Contents
Those responsible have informed how many people are affected by the hack. The procedure immediately after the attack is not only met with understanding.
761 people were directly affected by data theft at the Basel Department of Education (ED). This was announced by the authority after an analysis of the data published on the Darknet.
Files “with potentially sensitive personal content” were probably also stolen and published by these 761 people. This can be, for example, clarifications by the school psychological service or the KESB.
The ED only asked the approximately 30,000 users of the hacked “eduBS” network to change their password around two months after the attack became known.
In the meantime, the school authorities had obtained help from an external IT security company and initiated various measures.
The canton’s late reaction triggers criticism
One has to reckon with a cyber attack these days, says Michael Wüthrich, computer science teacher at the Leonhard Gymnasium in Basel. However, the former Green Councilor criticizes that the school authorities waited far too long before asking all users to change their passwords.
“If you discover a hacker attack, one of the first measures must be to deactivate all user accounts and ask users to change their passwords – and to do this within a short time,” says Wüthrich. In the present case, that only happened about two months after the blackmail.
Martin Lutz, a cyber security expert at the IT company Axians, agrees that the immediate request to change your password is a standard measure. “If you consider that such a well-known and large hacker group is behind such an attack, you can also assume that other users are affected.”
Normally, the passwords should be changed within 24 to a maximum of 48 hours, according to the IT expert.
“Acted according to the current state of knowledge”
Basel Education Director Conradin Cramer says he reacted immediately when the extent of the attack became clear. “When we realized that the password database was also stolen, we asked all users to change their passwords.” And with around 30,000 users, including thousands of teachers, that is not an easy task.

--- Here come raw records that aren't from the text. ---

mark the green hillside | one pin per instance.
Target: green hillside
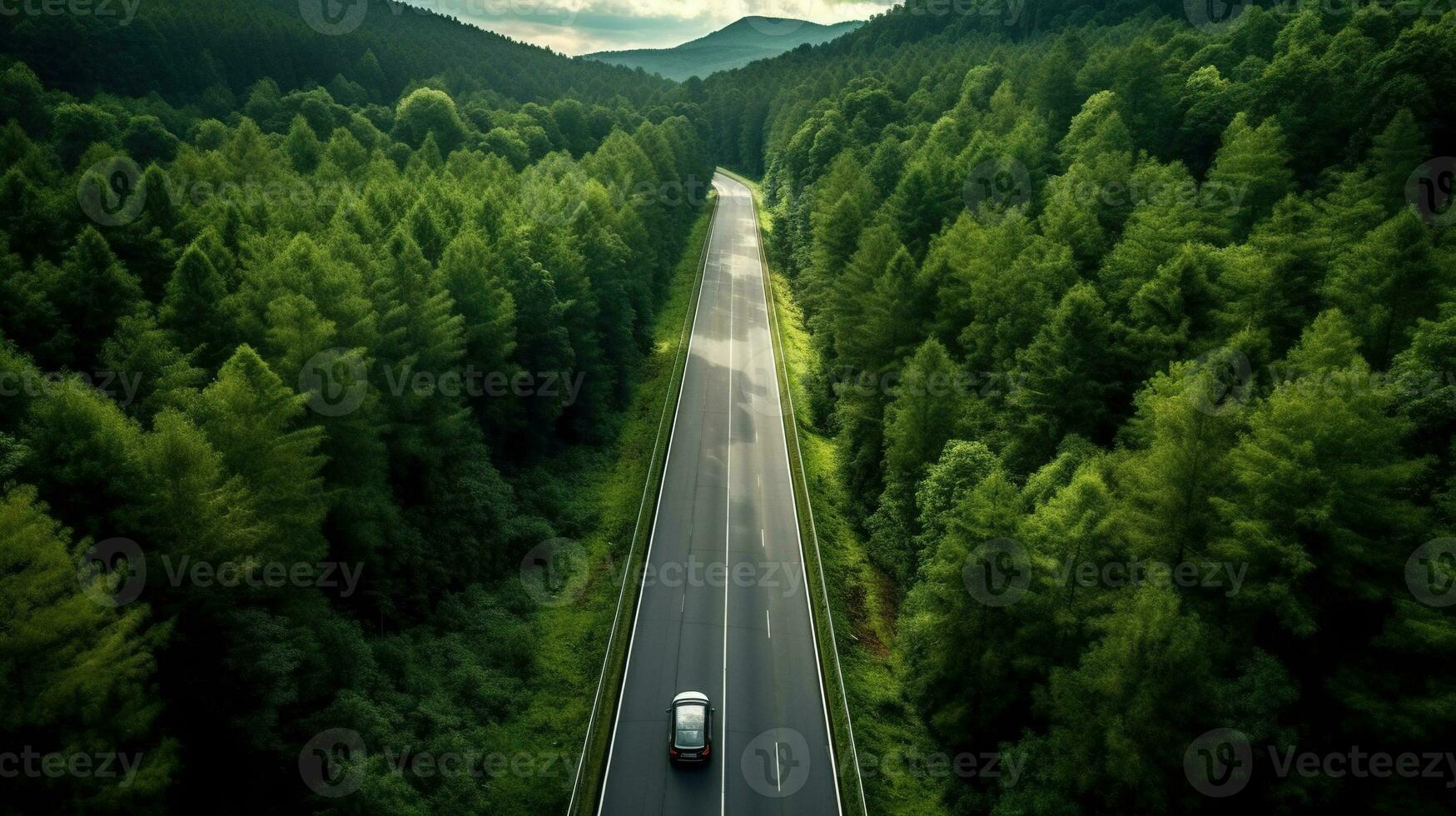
(733, 47)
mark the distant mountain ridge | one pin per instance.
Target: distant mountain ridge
(730, 47)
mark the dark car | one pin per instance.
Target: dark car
(689, 729)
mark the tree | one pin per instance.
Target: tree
(81, 670)
(1253, 163)
(429, 112)
(1063, 379)
(1384, 283)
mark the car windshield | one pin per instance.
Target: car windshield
(690, 722)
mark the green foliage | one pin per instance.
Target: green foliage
(348, 326)
(1197, 321)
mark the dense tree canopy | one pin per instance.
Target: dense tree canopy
(1195, 320)
(367, 326)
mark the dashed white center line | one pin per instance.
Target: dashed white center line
(778, 777)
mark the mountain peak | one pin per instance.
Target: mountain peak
(754, 37)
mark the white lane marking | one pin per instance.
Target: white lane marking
(818, 668)
(651, 538)
(723, 783)
(778, 775)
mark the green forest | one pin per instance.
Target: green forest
(1092, 289)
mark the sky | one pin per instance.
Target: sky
(581, 27)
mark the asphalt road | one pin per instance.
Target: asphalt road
(740, 634)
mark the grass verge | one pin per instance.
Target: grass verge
(890, 738)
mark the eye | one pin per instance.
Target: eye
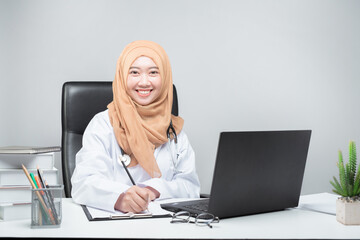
(154, 73)
(134, 72)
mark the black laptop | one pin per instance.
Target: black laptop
(255, 172)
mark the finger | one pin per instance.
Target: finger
(137, 201)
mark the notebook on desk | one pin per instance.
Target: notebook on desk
(255, 172)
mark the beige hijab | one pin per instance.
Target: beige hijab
(140, 129)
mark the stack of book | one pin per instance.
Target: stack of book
(15, 189)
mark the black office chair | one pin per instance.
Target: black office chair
(80, 102)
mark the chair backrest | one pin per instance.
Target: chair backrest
(80, 102)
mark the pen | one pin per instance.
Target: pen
(38, 194)
(48, 195)
(128, 173)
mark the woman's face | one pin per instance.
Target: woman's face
(144, 81)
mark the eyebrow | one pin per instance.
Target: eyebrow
(148, 68)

It was difficult decisions. On the one hand, it was not clear for a long time which data had been stolen and the school had to continue. On the other hand, by the end of January it was clear that the attack was being launched by clever cybercriminals. “In retrospect, we might have asked our users to change their passwords earlier if we had known the extent of the data theft at the time,” says Cramer.
Is the school network secure now?
The education director assumes that the network was secure again as early as January and the hackers were no longer able to steal any more data.
Computer science teacher Wüthrich is skeptical. He thinks it’s possible that the hackers still have certain access points. He also has a guess as to why the education department reacted so late. “From my point of view, an attempt was made to let the whole thing disappear under the radar. Hope is good, but action is better.”